You have finally mustered the courage to let your crush or your bestie know that you have developed feelings for him! All those jittery feelings, butterflies in your stomach when you see him, stealthily catching glimpses of each other at college or work (if you share the same workplace or college!) or putting in that extra effort to get ready before you meet him, have almost reached fruition and if you are lucky, you may even start off a romance you always wished for! While its all too exciting to get into a relationship with your crush, there are some mistakes you can avoid committing at the onset of your new romance:
Not learning from past relationships
Every relationship teaches you values and lessons. Understand that every failed relationship has failed for a reason. Try to figure out what was your contribution in the failing relationship and if there are ways you can change yourself, then please do. This will not only make you a better person but also refrain you from committing the same mistakes again. New relationship, better you!
Being too clingy
We know you’ve been waiting to embark on this new journey, and it has gotten you all excited about the prospects of how the future is going to look like but clinging on to him can turn him off big time. He may be a sweetheart and must be taking it with a pinch of salt but that is not going to be the case all the time! Give each other the space that is required and allow the relationship to take its own path and curve to grow organically.
Being too available
Making coffee plans, setting up after-work dates or just plain replying to texts at 3 am! It may seem difficult at the beginning, but it would be in the best of your interests to not be too available to your partner at any given time. It may gradually make your partner take you for granted.

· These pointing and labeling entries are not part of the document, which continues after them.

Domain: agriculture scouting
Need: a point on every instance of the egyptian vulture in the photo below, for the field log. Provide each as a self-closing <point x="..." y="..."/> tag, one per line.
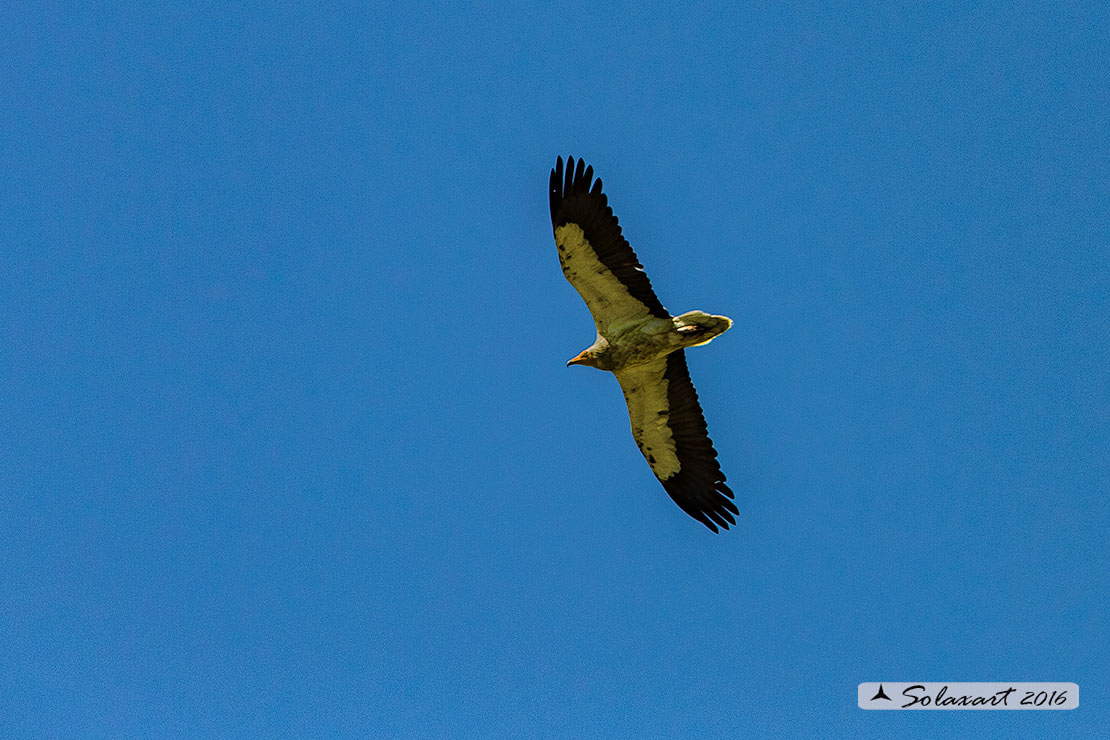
<point x="641" y="343"/>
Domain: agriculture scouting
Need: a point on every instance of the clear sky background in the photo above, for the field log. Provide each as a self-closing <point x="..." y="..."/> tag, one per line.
<point x="289" y="449"/>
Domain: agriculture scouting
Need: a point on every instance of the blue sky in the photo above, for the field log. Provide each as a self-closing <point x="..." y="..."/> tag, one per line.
<point x="290" y="448"/>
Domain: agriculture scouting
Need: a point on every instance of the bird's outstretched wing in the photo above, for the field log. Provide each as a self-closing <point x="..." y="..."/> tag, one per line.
<point x="596" y="259"/>
<point x="670" y="432"/>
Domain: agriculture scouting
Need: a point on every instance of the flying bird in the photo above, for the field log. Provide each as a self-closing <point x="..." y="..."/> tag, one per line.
<point x="641" y="343"/>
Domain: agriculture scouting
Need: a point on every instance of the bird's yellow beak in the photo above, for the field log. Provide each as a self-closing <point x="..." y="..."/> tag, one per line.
<point x="577" y="360"/>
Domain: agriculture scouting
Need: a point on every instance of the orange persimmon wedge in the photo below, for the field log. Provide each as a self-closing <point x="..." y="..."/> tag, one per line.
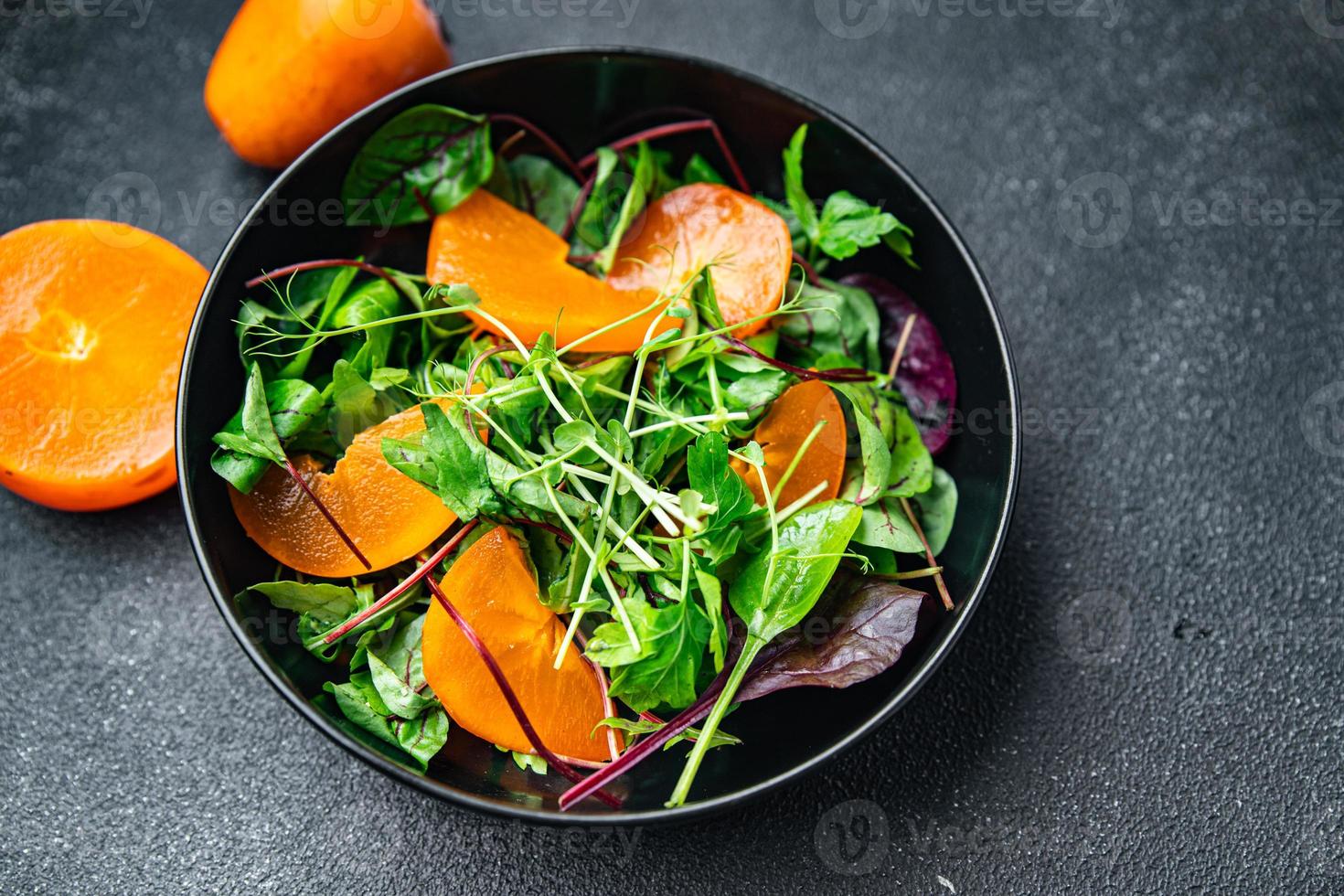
<point x="517" y="268"/>
<point x="91" y="329"/>
<point x="291" y="70"/>
<point x="784" y="430"/>
<point x="494" y="589"/>
<point x="386" y="513"/>
<point x="748" y="245"/>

Hold up, live your life, and spend equal time with your friends as much as you would with your partner. Don’t change your priorities because you have started a new romance. Be the same! Trying to change your significant other
When you decide to date someone, you accept the person for the way they are. Even if it means they like chhole over chicken or yoga over running! Don’t try to change the person if you don’t like some of his traits or habits, instead accept him for the way he is and work things around if you have any concerns bothering you. That’s the beauty of a relationship – two different people exploring the world with two different perspectives together!
Don’t make it just about yourself
It takes two people to make or break a relationship. It is not a good idea to constantly blabber on about yourself. Express your opinions, discuss amongst each other and allow the other person to contribute to the conversations as well. Setting up too many expectations from his end is only going to pressurise him that will eventually lead to conflicts you both could have avoided in the first place. Make it a teamwork and not a one-man-army!
If you worked yourself around these points, you are good to go. Happy dating!